Kita adalah kelam,
Dunia kosong yang terisi malam,
Meski esok gulungan kabut sesal,
Atau mungkin sekarang terperangkap jarak,
Tidak ada yang lebih memikat dari bibirmu yang bergincu,
Seraut wajah yang belum pernah terjamah,
Apalah arti angkuh,
Kalau saja air mata masih sering mengaduh,
Janganlah menjadi momok untuk diri sendiri,
Karena tak ada yang lebih bernyali,
Dari jangkrik yang menguasi sunyi,
Ketika senyap semua rasa sama tersekap,
Tidak dengan jangkrik,
Suaranya malah melengking,
Meraung seperti singa,
Menghujam bengis tanpa enggan,
Terus menikam,
Tetap menghantam,
Tidak berhenti sebelum fajar kembali membuka pintu hati.
Dunia hanya tawa canda sekejab, sehabis itu lenyap.

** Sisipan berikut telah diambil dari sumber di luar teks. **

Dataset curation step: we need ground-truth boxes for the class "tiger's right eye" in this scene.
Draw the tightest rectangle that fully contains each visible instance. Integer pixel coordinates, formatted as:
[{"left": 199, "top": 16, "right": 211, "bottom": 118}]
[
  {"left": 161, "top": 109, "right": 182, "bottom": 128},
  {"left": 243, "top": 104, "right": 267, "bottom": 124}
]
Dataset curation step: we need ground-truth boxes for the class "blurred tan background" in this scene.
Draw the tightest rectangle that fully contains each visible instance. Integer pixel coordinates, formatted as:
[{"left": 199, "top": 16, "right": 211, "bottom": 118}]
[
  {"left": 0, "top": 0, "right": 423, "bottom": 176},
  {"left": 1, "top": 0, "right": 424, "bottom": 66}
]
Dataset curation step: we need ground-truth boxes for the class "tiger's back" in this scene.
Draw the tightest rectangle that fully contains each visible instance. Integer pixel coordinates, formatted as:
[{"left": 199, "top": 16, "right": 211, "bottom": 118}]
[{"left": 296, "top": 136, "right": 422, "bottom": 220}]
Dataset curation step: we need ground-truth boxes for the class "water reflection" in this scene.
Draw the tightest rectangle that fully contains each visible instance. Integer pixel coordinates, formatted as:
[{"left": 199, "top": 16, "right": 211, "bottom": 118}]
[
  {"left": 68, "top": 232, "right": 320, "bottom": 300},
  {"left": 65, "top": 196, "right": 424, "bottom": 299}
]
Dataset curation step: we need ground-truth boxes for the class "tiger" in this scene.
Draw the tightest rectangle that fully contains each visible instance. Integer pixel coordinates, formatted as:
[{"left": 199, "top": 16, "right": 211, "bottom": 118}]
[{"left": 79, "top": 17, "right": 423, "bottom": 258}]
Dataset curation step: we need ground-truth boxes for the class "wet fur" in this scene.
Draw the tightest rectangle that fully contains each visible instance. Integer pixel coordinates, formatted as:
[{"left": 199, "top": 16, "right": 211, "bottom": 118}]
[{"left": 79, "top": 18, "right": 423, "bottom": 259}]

Tidak ada yang lebih bertahan dari Tuhan,
Sedangkan tubuh yang terisi sementara udara,
Hanya pura-pura sanggup,
Hanya karena tidak ingin terlihat gugup,
Oh...
Pasang surut hati yang berselimut kemelut,
Tidak, tidak....
Bukan hati, tapi diri yang telah lama kehilangan peduli,
Sudah tidak lagi mengenali dirinya sendiri,
Bukan lagi dunia yang mengubahnya menjadi lain,
Karena memang itu hasrat dari hasil seludupan,
Diam-diam melirik, sehabis itu jungkir balik,
Berharap yang terbaik dari sekumpulan dusta,
Mengapa tidak sendari dulu? melupa masa lalu,
Sekarang, esok dan kemudian hanya tersisa tangisan,
dunia hanya sandiwara, sehabis itu kita kembali tiada.